What Strategies Can Enable You to Drive Self-Directed Learning in the Remote Workplace?

In today’s remote workplace, self-directed learning won’t just happen on its own. It requires concerted strategizing by L&D teams to make it happen.

It’s important to remember that in successful self-directed learning strategies, Learning and Performance Ecosystems place the learner as the central focus of the system. L&D teams then build all other channels and platforms around the learner to facilitate self-directed learning.

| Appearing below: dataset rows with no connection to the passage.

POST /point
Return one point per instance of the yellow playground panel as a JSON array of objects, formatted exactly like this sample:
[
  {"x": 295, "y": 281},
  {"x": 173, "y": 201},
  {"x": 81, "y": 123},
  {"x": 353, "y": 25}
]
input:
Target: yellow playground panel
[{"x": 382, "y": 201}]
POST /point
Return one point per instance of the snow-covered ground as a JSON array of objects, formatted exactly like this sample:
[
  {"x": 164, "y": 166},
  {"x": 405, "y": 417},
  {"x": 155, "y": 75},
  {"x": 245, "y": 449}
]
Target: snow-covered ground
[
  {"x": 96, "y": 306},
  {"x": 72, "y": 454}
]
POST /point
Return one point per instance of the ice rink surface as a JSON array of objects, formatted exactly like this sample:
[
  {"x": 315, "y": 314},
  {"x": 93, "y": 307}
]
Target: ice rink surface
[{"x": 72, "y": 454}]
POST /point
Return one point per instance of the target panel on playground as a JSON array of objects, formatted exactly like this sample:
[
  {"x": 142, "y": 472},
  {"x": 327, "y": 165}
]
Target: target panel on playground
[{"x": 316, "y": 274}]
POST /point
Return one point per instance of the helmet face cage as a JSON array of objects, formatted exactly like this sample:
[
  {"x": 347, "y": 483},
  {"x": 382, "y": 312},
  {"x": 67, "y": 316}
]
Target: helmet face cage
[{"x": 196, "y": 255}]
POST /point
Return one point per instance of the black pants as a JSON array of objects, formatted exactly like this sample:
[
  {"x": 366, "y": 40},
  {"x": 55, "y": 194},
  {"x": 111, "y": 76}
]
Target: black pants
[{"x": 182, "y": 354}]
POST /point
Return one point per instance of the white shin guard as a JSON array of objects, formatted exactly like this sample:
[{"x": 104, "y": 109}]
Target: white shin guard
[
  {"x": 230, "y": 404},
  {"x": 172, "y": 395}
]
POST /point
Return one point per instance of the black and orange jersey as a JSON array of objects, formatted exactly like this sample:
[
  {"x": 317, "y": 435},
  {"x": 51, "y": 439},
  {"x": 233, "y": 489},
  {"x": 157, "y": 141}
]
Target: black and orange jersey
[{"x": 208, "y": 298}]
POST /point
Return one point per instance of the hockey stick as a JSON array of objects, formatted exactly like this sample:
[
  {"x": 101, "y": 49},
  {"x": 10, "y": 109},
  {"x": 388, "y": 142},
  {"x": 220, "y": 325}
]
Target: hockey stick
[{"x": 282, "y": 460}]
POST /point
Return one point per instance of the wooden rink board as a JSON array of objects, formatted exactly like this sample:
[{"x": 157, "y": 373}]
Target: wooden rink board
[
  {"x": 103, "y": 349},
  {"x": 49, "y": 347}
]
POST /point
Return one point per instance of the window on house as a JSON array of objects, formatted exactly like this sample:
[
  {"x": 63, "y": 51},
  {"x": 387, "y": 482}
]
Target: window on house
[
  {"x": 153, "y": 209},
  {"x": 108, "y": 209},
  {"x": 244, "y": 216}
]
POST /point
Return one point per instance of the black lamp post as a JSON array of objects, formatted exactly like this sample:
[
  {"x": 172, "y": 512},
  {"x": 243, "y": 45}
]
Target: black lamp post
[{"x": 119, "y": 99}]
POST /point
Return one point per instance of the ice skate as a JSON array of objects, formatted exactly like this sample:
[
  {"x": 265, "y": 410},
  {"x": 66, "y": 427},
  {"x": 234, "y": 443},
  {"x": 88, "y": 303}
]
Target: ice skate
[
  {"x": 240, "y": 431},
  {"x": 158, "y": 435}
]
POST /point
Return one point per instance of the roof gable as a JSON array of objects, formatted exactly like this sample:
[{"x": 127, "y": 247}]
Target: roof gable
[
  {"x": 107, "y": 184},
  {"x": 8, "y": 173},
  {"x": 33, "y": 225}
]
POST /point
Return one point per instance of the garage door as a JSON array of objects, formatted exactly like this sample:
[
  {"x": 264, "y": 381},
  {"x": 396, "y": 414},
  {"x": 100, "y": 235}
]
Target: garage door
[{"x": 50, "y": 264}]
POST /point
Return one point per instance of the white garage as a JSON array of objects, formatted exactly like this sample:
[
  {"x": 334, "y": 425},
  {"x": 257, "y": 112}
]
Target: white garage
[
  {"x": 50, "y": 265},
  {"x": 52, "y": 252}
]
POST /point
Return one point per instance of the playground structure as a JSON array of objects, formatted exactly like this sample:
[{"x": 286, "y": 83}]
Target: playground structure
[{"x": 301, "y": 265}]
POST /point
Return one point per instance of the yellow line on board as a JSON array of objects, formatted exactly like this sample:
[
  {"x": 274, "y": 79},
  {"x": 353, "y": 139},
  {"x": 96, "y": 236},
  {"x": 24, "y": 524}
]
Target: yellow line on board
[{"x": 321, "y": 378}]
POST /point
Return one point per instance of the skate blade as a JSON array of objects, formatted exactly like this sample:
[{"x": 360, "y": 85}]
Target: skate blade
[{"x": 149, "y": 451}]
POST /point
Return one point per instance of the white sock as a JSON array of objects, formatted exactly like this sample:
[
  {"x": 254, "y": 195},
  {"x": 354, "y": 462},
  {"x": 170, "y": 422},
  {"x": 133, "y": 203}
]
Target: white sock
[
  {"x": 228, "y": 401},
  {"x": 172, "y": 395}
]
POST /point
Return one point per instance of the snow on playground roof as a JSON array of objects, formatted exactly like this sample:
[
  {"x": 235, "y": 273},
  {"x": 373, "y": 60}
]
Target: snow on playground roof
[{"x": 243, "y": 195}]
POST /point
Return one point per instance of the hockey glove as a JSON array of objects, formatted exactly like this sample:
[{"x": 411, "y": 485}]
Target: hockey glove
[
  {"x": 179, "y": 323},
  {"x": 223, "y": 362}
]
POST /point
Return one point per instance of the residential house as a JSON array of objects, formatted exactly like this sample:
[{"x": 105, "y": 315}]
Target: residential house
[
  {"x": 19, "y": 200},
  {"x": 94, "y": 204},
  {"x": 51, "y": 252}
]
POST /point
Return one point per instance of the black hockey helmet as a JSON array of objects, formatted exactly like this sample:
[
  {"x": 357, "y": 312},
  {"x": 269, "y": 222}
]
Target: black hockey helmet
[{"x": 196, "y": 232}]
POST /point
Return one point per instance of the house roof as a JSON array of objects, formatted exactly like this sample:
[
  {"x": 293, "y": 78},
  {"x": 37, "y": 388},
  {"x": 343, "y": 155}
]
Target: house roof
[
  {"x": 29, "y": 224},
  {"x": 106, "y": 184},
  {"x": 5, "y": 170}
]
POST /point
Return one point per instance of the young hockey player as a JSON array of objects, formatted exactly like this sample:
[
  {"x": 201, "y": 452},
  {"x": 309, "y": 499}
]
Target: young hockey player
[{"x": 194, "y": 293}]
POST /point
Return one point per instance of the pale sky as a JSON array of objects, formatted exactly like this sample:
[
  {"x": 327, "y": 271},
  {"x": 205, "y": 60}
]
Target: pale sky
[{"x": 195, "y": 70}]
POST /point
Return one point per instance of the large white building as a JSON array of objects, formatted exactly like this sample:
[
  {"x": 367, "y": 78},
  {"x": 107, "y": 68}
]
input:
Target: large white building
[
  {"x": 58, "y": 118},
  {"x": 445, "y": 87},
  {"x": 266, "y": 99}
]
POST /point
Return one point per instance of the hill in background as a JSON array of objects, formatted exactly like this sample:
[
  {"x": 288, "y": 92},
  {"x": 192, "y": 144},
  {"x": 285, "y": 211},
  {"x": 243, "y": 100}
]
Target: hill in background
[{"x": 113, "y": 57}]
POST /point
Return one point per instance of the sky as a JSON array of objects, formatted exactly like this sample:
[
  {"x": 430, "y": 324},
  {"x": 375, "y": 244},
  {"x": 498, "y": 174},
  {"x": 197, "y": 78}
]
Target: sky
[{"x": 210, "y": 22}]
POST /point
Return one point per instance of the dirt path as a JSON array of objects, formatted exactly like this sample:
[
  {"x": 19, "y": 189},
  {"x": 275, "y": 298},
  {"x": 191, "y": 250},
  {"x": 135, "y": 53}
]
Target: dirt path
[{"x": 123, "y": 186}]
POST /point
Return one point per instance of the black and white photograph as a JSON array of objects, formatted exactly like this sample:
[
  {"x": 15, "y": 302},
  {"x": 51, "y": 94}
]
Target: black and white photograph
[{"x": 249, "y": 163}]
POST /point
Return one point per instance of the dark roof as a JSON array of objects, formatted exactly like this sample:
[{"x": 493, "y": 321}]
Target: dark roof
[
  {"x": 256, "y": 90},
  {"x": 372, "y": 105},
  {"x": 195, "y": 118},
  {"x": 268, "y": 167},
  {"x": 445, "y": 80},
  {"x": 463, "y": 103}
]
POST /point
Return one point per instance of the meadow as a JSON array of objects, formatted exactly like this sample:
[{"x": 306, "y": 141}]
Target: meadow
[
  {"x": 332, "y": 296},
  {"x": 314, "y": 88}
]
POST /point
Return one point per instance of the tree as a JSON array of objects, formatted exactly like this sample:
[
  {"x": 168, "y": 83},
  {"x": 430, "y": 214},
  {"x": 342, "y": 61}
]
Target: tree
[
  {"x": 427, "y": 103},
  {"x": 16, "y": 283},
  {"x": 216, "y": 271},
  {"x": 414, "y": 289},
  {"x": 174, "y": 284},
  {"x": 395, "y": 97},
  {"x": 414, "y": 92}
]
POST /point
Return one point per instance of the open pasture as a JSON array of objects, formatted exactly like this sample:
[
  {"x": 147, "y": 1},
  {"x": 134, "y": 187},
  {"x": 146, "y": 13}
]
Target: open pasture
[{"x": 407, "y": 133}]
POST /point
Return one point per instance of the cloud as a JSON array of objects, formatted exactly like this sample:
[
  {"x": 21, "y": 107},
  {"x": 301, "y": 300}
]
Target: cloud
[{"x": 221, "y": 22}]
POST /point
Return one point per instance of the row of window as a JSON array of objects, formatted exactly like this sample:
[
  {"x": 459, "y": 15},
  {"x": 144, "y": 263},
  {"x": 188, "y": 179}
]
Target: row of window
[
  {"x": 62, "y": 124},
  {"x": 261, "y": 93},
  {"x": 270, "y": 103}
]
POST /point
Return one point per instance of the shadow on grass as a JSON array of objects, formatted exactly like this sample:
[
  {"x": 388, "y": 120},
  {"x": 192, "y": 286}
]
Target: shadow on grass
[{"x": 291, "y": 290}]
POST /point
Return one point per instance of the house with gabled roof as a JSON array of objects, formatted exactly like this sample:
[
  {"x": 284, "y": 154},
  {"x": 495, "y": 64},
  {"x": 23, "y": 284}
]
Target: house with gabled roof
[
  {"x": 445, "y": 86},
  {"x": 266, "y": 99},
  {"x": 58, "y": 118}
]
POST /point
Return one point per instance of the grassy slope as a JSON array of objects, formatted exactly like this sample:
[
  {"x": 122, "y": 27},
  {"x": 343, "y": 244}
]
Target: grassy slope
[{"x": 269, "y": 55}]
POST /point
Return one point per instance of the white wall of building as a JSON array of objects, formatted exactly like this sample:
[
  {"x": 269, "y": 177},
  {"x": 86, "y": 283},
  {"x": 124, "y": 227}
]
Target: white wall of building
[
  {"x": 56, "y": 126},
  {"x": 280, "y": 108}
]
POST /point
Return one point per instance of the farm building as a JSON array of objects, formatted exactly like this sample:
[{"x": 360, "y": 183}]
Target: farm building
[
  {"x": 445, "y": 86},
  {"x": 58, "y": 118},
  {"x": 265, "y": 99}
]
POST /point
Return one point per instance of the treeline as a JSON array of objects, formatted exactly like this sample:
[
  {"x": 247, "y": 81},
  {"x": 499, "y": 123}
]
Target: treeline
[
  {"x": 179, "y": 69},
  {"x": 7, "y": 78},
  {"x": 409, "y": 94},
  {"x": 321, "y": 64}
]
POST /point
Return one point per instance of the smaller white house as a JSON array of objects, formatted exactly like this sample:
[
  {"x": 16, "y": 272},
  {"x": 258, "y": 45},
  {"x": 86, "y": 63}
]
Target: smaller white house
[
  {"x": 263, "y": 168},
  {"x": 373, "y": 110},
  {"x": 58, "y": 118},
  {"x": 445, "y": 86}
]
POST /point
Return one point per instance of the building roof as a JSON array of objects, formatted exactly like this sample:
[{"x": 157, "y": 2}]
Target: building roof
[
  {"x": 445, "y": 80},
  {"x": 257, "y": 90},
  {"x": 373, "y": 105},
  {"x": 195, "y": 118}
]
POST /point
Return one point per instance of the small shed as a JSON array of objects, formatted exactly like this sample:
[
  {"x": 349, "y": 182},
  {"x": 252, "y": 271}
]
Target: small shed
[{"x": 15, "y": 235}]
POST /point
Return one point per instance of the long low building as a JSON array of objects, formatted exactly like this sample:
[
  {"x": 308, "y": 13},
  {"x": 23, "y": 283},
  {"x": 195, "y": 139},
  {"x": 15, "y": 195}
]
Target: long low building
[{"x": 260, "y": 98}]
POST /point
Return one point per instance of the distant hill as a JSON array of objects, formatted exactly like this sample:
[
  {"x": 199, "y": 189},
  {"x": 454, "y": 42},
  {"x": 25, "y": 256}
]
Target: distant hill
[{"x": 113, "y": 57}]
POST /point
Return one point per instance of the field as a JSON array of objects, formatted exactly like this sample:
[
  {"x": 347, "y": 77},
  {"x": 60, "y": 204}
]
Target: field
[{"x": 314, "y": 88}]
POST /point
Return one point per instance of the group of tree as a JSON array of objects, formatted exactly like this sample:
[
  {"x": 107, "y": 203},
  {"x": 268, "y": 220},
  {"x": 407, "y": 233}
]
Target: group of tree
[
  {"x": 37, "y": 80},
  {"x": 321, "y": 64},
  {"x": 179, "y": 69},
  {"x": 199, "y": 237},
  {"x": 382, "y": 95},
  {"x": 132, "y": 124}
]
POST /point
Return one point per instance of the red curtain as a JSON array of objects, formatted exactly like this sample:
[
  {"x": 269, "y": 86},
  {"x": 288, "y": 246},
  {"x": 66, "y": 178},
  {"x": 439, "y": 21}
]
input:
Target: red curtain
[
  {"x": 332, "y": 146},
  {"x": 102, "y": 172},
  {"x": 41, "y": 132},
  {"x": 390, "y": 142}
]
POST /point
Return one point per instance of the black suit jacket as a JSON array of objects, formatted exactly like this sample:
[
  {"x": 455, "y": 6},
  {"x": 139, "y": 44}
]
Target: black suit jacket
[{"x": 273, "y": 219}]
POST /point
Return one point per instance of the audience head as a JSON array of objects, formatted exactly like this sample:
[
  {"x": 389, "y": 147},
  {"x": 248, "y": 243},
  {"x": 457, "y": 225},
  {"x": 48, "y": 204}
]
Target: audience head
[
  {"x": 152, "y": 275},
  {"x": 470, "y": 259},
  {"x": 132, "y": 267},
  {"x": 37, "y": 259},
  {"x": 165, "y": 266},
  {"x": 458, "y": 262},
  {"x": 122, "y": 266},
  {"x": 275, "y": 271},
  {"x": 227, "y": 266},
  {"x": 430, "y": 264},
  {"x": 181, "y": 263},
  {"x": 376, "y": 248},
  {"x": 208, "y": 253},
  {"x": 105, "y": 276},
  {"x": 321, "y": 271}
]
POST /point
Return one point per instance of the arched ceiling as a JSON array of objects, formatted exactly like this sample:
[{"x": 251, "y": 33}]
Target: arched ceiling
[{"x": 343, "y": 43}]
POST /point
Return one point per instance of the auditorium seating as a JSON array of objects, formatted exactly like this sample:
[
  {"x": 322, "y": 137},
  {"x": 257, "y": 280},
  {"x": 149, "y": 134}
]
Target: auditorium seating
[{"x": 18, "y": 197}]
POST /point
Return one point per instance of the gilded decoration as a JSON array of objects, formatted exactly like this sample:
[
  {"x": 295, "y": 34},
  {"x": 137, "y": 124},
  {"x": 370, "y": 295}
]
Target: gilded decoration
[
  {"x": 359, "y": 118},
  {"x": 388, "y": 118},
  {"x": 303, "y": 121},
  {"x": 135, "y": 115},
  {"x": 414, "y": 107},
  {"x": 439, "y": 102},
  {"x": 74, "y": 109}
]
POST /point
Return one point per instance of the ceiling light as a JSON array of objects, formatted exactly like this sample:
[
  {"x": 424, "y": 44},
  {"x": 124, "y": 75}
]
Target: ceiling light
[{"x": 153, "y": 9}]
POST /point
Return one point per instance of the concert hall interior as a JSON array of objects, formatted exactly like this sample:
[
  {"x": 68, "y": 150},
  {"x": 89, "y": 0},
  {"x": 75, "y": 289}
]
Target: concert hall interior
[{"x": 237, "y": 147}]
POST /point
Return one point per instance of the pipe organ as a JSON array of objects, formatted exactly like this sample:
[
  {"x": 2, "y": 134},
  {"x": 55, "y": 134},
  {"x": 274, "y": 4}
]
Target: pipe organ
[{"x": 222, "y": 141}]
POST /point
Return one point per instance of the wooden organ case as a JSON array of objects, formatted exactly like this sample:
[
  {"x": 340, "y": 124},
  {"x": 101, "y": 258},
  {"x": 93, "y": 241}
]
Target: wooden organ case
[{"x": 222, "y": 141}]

Here are some key elements of a winning self-directed learning strategy:

  1. Building awareness and motivating learners toward self-directed learning: With employees focused on work performance, it’s easy for them to ignore the need for ongoing self-improvement. A good self-directed learning strategy starts by building employee awareness to the fact that following a path of continuous learning invariably leads to better work performance.
  2. Enabling self-paced learning: Make learning assets available to learners so they may consume them at their own pace.
  3. Creating ongoing learning opportunities: Make learning a part of the employee’s daily routine. This self-directed learning strategy works best when it provides learning support tools, learning and job aids, learning on-the-go, just-in-time learning, and learning within a learner’s workflow.
  4. Leveraging informal learning: According to experts, informal learning comprises between 70% and 90% of adult learning activity. Informal learning opportunities, such as creating a continuous learning culture, organizing moderated forums and learning centers, delivering microlearning content, facilitating virtual book clubs, and offering coaching and mentoring to learners, must therefore form a key part of a self-directed learning strategy.
  5. Leveraging social learning: The most effective self-directed learning happens when peers collaborate on learning projects in (online) social settings. The strategy must, therefore, leverage multiple social learning networks to ensure learners have a place to meet, discuss ideas, and further their learning.
  6. Organizing and curating learning assets: To facilitate effective self-directed learning, it’s important that learners have access to content. Not just any content, but purposefully curated learning assets that L&D teams organize for logical and intuitive access and consumption.
  7. Checkpointing for feedback and evaluation: Continuous, multi-faceted feedback and evaluation is necessary to determine whether the strategy works and affects desired course changes if there are shortcomings.

Parting Thoughts

Existing corporate training programs have their limitations, especially in the changed workplace dynamics. They can only help the learners achieve baseline proficiency. To help learners progress toward mastery and improve their performance, L&Ds should enable continuous learning.

Self-directed learning is a key strategy for driving continuous learning in the remote workplace.

I hope my article will help you successfully implement strategies to drive self-directed learning in the remote workplace. I have also shared cues on how you can use a Learning and Performance Ecosystem based approach to foster a continuous self-directed learning culture in the workplace.